MITT ROMNEY: Our mission is clear: If we want to get rid of Obamacare, we're going to have to replace President Obama. My mission is to make sure we do exactly that, that we return to the American people the privilege they've always had to live their lives in the way they feel most appropriate.

LIASSON: On July 11th, the House of Representatives will vote again to repeal the law - a symbolic effort, since repeal has no chance of passing the Senate this year. But with the law upheld, the pressure has eased on Romney to spell out what he'd put in place of the law's popular elements, like preventing insurers from denying coverage to people with preexisting conditions or charging women more than men.

In the ruling, the conservative chief justice joined the court's four liberals for the first time. That threw a curve ball to the Romney campaign, which boasts on its website that, quote, "As president, Mitt will nominate judges in the mold of Chief Justice Roberts."

But Republican pollster Whit Ayres said even though the president got a legal victory yesterday, Romney gained some new political ammunition.

WHIT AYRES: There's very little down side to this ruling for Governor Romney. He now has, as a centerpiece of the fall campaign, an unpopular law that is the president's signature achievement. So he has a giant target to shoot at the entire fall, and it's very unlikely that President Obama is going to persuade a majority of Americans between now and the election that this health care reform was a good idea.

LIASSON: The law is still unpopular, and extremely unpopular with the Republican base. But it's possible that the Supreme Court's good housekeeping seal of approval - delivered by an unusual left-right coalition - could change the minds of some swing voters.

Even so, says Ayres, the court's finding that the law was constitutional because the individual mandate was really a tax complicates things for President Obama.

AYRES: With the Supreme Court saying the individual mandate is really a tax, the president now has to defend a significant tax increase on all Americans, including middle and low-income earners, which he pledged not to do.

LIASSON: Indeed, as the White House desperately tried to round up votes for the law in 2009, the president famously insisted the mandate was not a tax. Then, this year before the Supreme Court, the administration's lawyer argued that it was. Now the president is pointing out that under the court's definition, Governor Romney's health care law raised taxes in exactly the same way.


OBAMA: People who can afford to buy health insurance should take the responsibility to do so. In fact, this idea has enjoyed support from members of both parties, including the current Republican nominee for president.

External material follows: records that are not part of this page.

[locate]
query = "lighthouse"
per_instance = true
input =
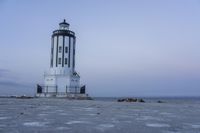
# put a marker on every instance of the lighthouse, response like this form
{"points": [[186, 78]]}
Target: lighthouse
{"points": [[61, 79]]}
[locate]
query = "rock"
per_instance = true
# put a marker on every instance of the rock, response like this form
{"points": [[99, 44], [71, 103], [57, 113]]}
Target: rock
{"points": [[140, 100], [130, 100], [160, 101]]}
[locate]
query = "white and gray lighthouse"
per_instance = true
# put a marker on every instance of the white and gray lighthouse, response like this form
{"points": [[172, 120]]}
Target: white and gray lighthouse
{"points": [[61, 80]]}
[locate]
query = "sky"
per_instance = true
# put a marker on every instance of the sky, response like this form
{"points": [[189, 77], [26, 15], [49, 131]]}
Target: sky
{"points": [[123, 47]]}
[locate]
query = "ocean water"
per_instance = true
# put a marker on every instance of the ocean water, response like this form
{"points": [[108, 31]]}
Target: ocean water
{"points": [[174, 115]]}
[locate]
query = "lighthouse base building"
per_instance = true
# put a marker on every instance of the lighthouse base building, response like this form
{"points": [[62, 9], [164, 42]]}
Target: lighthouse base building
{"points": [[61, 80]]}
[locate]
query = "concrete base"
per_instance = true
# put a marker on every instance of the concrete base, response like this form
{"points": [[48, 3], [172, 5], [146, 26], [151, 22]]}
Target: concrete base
{"points": [[63, 95]]}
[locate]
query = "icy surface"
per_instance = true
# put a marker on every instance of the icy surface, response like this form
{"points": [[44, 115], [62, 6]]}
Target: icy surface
{"points": [[61, 116]]}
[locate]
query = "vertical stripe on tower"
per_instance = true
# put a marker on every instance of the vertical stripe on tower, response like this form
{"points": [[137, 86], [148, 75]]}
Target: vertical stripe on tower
{"points": [[63, 51], [74, 52], [57, 53], [69, 52]]}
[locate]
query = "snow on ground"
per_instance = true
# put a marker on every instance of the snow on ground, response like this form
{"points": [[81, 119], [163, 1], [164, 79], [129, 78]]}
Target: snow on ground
{"points": [[61, 116]]}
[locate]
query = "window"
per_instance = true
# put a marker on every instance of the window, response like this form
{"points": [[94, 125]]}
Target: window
{"points": [[66, 49], [65, 61], [60, 49], [59, 60]]}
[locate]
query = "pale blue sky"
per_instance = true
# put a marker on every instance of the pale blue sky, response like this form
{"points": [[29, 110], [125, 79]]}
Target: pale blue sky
{"points": [[124, 47]]}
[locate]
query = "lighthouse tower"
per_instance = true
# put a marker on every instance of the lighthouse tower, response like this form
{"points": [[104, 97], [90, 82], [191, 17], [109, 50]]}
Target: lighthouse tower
{"points": [[61, 80]]}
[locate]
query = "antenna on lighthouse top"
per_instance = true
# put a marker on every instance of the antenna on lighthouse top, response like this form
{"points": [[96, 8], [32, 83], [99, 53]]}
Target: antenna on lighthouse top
{"points": [[63, 25]]}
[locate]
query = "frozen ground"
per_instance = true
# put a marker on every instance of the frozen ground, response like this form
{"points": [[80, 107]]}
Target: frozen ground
{"points": [[71, 116]]}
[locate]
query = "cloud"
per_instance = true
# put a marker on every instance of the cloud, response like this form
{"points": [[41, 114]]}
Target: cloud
{"points": [[13, 84]]}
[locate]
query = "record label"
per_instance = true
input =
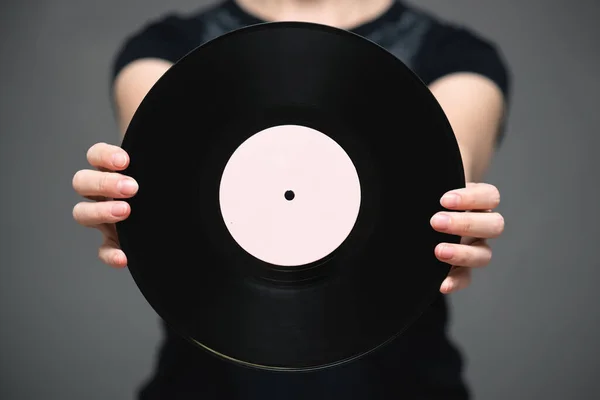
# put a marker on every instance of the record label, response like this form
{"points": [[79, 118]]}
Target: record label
{"points": [[289, 195]]}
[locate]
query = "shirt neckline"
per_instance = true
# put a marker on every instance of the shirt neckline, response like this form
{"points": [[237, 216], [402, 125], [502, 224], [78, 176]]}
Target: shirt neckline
{"points": [[364, 29]]}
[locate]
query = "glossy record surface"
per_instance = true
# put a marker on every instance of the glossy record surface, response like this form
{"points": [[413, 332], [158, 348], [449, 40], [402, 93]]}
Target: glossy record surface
{"points": [[187, 264]]}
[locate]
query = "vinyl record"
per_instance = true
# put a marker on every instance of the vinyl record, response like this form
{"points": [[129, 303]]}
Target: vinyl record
{"points": [[288, 173]]}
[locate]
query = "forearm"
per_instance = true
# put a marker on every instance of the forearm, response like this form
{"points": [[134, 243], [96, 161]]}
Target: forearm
{"points": [[475, 108]]}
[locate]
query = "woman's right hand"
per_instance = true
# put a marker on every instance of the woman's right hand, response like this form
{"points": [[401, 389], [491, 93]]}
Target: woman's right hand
{"points": [[103, 187]]}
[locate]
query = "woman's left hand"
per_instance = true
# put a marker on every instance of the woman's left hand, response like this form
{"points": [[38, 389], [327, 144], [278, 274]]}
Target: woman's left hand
{"points": [[477, 225]]}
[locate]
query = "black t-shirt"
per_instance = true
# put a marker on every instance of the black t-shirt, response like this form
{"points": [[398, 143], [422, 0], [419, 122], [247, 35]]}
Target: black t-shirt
{"points": [[423, 363]]}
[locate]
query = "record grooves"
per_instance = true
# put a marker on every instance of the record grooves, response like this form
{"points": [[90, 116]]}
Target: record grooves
{"points": [[240, 267]]}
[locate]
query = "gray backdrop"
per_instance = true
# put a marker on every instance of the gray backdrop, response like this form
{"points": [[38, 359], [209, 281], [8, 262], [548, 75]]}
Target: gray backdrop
{"points": [[71, 328]]}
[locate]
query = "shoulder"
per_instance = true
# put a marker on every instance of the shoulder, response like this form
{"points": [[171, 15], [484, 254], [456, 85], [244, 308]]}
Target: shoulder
{"points": [[171, 36], [450, 48], [435, 48]]}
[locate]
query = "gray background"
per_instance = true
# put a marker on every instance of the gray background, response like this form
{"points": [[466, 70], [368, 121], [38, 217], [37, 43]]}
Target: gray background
{"points": [[71, 328]]}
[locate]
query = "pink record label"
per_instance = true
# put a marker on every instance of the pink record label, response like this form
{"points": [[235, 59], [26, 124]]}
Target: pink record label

LIASSON: The Supreme Court ruling allowed President Obama to avoid a huge defeat and gave him a new opportunity to explain the law to the public - something Democrats admit they did poorly in the past. And Mr. Obama can also hope that grateful Democrats will respond with more energy and enthusiasm than they've shown so far.

Andy Stern is the former head of the SEIU, the union whose troops provided much of the grassroots effort to pass the law. Stern thinks the Democratic base will understand that the court ruling does not guarantee the survival of the Affordable Care Act.

ANDY STERN: I think it just makes it very clear to them that the energy, you know, has to be about re-electing the president, because we are now going to re-litigate politically what was - been resolved judicially.

LIASSON: Both campaigns immediately began fundraising off the high court decision, with Romney's campaign claiming to raise millions in just a few hours. But it remains to be seen what impact, if any, the ruling will have on public opinion and how much more time the candidates are willing to spend on health care when voters say they are most concerned about the economy.